I'm not questioning the rest of your points, but disagree with the way you are describing this as taxpayers money. It is not taken from income, sales or property tax. If you view money that comes from someone that is a taxpayer as taxpayer money, then if I but a big gulp at the local 7 Eleven and the owner ultimately spends it, he is spending taxpayer money. Looking at it that way the only money that isn't tax payer money is money coming from someone that doesn't pay taxes.
This is a local tax on discretionary spending, mostly applied to out of town visitors. I agree it could be an issue from an unfair competitive advantage standpoint. I would compare this more to a state paying a celebrity to do a commercial to promote a state lottery.
There are real issues here, but not because of where the money comes from., rather because of the potentially unfair competitive advantage, which is a broad issue pertaining to many things.
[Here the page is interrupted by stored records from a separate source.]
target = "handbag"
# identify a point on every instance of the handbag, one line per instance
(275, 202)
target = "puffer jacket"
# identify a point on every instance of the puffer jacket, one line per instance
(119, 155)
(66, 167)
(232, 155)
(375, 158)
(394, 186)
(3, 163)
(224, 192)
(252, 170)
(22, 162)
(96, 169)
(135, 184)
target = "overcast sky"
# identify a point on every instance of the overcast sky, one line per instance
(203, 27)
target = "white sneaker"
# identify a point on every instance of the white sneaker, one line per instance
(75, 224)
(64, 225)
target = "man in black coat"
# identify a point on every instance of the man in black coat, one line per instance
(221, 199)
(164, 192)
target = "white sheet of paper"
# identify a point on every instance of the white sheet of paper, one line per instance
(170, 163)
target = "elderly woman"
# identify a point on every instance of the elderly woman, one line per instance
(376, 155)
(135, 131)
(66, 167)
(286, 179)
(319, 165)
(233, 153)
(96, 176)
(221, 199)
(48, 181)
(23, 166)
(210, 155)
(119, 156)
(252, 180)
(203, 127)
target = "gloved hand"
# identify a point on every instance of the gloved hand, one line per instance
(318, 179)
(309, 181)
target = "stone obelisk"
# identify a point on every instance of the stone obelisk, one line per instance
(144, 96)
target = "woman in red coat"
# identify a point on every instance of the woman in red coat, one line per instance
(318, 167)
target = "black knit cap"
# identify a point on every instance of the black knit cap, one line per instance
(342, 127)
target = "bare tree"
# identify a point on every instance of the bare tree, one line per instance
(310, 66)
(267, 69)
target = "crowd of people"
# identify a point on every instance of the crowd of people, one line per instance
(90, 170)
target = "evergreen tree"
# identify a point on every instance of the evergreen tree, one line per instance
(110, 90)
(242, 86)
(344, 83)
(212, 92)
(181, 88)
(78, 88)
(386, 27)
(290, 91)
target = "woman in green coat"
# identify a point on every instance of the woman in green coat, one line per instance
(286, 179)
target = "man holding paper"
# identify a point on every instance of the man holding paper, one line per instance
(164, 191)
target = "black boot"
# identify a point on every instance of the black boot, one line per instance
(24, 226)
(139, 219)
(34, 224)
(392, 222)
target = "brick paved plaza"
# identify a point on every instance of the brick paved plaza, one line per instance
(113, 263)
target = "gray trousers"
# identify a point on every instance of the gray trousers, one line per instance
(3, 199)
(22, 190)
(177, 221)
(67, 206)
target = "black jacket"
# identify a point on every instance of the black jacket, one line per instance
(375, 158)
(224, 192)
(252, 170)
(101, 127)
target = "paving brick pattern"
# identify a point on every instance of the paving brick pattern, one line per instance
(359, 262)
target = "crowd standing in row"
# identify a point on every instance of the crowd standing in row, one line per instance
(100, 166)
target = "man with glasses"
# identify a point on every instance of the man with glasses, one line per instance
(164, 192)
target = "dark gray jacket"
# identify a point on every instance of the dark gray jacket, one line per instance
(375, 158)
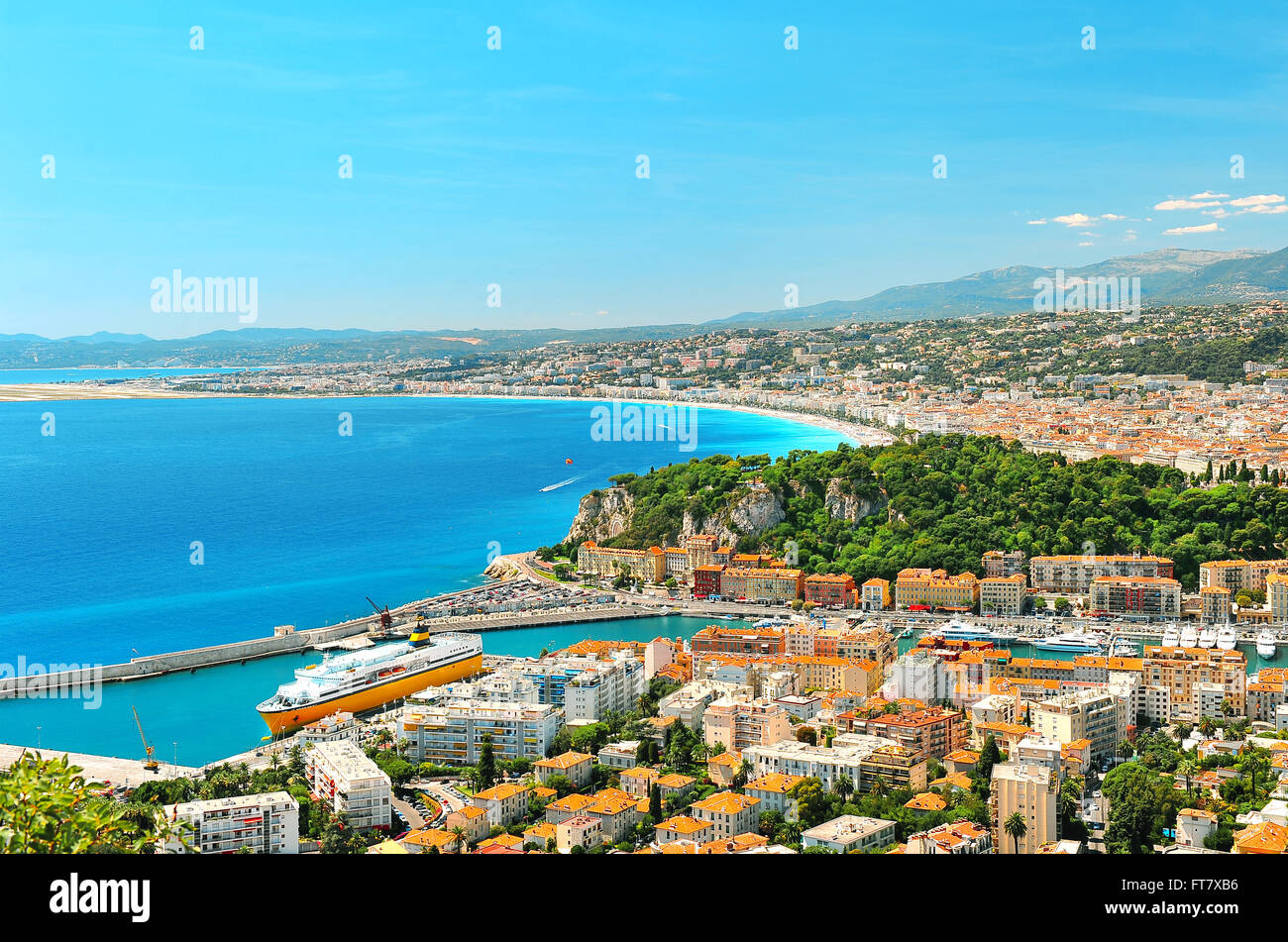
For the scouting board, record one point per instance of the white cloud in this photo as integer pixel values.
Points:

The league obviously had a problem with chartered flights if wealthy team owners gave their team a competitive advantage over others that couldn't afford it. The same is true but not mentioned as often regarding training facilities.
The Aces built a state of the art training facility, and many teams don't even have a dedicated practice facility. Seattle has done the same this year. I presume the unfair competitive advantage argument could come up there as well. Some teams have the advantage of owners who can indirectly compensate players with advantages others teams can't. It will be interesting how this all plays out.